コーチングは子育てにも通じるコミュニケーション技術です。N高(学校法人角川ドワンゴ学園N高等学校)では担任の先生と生徒は、コーチングを通じて目標がない状態からスタートし、生徒自身が将来どうなりたいのか、考えていくそうです。

コーチングでは、「どうなっていたら良いのか?」という事を、コーチがクライアントに様々な視点から質問して考えてもらいます。ほとんどの人には、こうなっていたいという気持ちがあるのにも関わらず、自分でよく分かっていなかったり、忘れていたり、気持ちを押し殺していたりします。でも、それが明確になってくると、誰かに言われなくても、自ら行動し始めるのです。
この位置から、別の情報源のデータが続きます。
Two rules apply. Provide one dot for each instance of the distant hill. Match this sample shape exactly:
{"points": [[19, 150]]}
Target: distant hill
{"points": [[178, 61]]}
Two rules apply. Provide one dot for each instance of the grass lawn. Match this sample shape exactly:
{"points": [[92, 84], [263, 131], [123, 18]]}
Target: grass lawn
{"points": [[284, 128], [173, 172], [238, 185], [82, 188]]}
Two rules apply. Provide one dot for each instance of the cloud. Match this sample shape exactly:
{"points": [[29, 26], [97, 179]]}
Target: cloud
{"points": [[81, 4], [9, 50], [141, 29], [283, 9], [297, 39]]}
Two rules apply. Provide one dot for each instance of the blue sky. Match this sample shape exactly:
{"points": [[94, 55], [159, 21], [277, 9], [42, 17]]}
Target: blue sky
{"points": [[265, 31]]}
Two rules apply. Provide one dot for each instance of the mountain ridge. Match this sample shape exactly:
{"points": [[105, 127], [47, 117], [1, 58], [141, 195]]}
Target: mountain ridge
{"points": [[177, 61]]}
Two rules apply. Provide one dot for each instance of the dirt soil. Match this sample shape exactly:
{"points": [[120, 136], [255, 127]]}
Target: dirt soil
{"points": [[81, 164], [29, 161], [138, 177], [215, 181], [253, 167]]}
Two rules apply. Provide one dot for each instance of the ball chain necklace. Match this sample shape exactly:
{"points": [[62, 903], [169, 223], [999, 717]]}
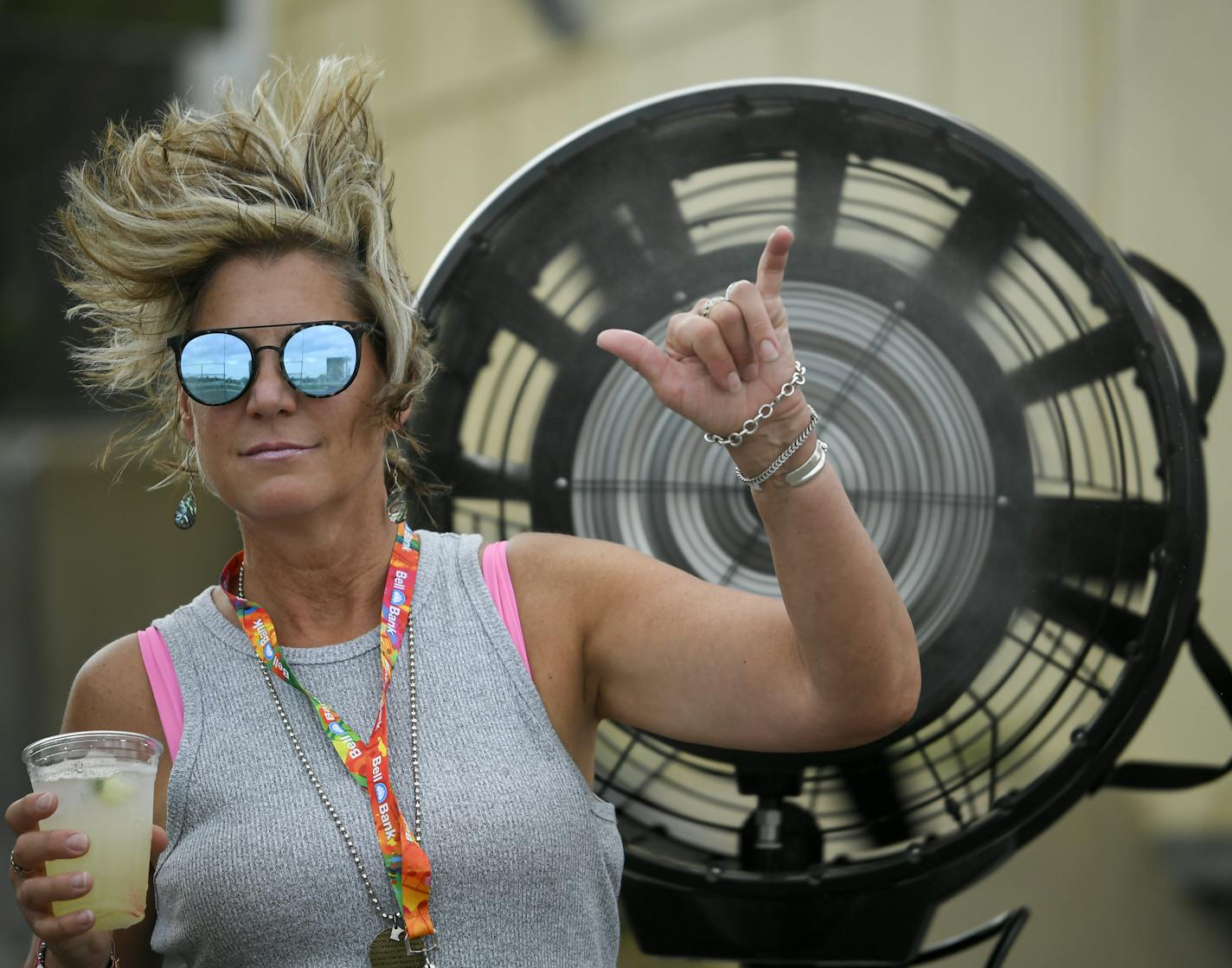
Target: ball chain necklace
{"points": [[389, 948]]}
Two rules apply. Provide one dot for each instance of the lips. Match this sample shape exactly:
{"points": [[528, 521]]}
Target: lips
{"points": [[271, 450]]}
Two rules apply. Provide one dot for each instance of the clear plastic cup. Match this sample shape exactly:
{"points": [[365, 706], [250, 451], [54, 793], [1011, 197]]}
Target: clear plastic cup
{"points": [[105, 784]]}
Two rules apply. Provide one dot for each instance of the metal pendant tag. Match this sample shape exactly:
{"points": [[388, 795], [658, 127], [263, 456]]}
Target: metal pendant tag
{"points": [[385, 952]]}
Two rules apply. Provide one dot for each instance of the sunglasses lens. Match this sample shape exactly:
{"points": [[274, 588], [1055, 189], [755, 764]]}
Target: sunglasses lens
{"points": [[320, 361], [215, 367]]}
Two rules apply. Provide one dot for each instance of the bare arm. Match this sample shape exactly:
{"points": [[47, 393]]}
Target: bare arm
{"points": [[110, 692], [834, 664]]}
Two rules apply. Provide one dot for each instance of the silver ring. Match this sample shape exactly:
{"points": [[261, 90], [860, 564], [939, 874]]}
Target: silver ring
{"points": [[16, 867]]}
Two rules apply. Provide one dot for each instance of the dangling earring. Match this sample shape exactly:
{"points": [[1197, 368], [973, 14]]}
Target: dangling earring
{"points": [[395, 503], [186, 510]]}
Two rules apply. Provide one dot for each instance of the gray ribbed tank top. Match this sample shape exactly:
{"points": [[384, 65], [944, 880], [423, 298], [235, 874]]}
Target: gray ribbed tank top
{"points": [[526, 860]]}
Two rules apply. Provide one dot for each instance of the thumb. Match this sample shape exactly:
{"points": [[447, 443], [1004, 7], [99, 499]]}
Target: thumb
{"points": [[642, 355]]}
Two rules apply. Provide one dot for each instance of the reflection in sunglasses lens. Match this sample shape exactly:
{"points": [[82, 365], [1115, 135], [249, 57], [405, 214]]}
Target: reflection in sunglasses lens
{"points": [[215, 367], [318, 361]]}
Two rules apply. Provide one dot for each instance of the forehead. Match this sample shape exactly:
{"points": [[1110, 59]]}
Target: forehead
{"points": [[255, 291]]}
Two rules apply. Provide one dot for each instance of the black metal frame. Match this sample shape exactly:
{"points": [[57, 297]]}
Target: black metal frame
{"points": [[612, 198]]}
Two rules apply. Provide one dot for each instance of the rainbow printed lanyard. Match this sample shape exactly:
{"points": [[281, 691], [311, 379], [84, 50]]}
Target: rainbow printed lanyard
{"points": [[368, 762]]}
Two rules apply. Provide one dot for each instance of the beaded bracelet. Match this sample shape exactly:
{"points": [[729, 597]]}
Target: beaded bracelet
{"points": [[737, 438], [41, 961], [755, 483]]}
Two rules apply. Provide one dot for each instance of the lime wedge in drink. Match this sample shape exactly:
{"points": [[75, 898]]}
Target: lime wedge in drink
{"points": [[115, 790]]}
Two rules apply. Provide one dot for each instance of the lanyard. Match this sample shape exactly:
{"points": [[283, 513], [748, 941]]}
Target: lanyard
{"points": [[368, 762]]}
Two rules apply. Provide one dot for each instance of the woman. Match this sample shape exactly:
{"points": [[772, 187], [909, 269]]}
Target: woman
{"points": [[215, 239]]}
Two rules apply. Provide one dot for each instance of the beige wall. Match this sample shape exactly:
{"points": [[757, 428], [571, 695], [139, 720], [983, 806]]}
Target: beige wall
{"points": [[1120, 101]]}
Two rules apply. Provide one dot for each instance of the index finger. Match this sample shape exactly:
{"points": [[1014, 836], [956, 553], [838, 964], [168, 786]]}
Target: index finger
{"points": [[773, 264], [25, 813]]}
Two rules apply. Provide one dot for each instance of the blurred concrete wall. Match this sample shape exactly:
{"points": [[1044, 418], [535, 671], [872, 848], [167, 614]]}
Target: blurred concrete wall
{"points": [[1120, 101]]}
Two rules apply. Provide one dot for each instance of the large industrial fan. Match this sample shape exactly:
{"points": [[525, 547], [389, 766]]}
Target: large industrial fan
{"points": [[1004, 410]]}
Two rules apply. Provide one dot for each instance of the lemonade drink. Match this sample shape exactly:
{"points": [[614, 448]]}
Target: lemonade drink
{"points": [[105, 784]]}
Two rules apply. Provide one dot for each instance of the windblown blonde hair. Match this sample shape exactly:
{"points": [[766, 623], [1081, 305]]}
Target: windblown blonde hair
{"points": [[295, 165]]}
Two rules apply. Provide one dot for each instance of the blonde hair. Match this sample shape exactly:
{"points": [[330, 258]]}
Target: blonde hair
{"points": [[296, 165]]}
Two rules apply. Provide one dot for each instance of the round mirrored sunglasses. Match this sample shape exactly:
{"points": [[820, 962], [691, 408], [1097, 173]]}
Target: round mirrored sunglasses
{"points": [[217, 366]]}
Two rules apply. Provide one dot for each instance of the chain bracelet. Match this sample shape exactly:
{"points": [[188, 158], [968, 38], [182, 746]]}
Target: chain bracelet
{"points": [[737, 438], [755, 483]]}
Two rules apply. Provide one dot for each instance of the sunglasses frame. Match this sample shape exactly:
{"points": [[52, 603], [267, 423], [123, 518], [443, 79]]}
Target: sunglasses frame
{"points": [[356, 329]]}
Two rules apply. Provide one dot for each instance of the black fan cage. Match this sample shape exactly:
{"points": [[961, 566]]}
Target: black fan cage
{"points": [[1001, 404]]}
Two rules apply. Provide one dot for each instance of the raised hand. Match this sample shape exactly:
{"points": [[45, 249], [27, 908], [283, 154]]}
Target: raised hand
{"points": [[716, 369]]}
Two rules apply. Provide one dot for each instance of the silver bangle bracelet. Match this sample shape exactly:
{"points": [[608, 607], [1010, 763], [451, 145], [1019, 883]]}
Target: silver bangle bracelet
{"points": [[755, 483], [811, 468]]}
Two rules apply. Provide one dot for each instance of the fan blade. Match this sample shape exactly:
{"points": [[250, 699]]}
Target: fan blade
{"points": [[1112, 538], [875, 793], [615, 256], [973, 247], [1090, 616], [821, 170], [476, 476], [1097, 354], [656, 212], [523, 316]]}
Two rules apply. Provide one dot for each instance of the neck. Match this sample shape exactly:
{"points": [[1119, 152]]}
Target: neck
{"points": [[320, 581]]}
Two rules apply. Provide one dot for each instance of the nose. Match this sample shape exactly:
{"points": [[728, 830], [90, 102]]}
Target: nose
{"points": [[270, 392]]}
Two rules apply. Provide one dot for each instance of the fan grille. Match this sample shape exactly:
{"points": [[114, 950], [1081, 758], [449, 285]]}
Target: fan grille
{"points": [[985, 369]]}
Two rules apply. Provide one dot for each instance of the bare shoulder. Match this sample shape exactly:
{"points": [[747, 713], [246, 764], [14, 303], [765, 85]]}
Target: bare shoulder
{"points": [[112, 691]]}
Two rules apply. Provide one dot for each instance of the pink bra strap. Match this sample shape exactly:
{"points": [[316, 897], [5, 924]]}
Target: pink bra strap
{"points": [[496, 576], [165, 686]]}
私自身が前からモヤモヤと考えていたことのひとつに、学校では、「どうなっていたいのか?」という事を子供に考えさせる事があまりないなぁという事です。かといって家庭でも、親子で話す習慣もありません。

以前、厚切りジェイソンさんの講演会に参加した事があるのですが、アメリカでは親子でそういう会話をする家庭が多いが、日本ではあまりないので、もっと家庭で話した方がいいと言っていました。私も同感です。その方がもっと早い時期から、子供自身が自分の気持ちについて考えるようになるはずです。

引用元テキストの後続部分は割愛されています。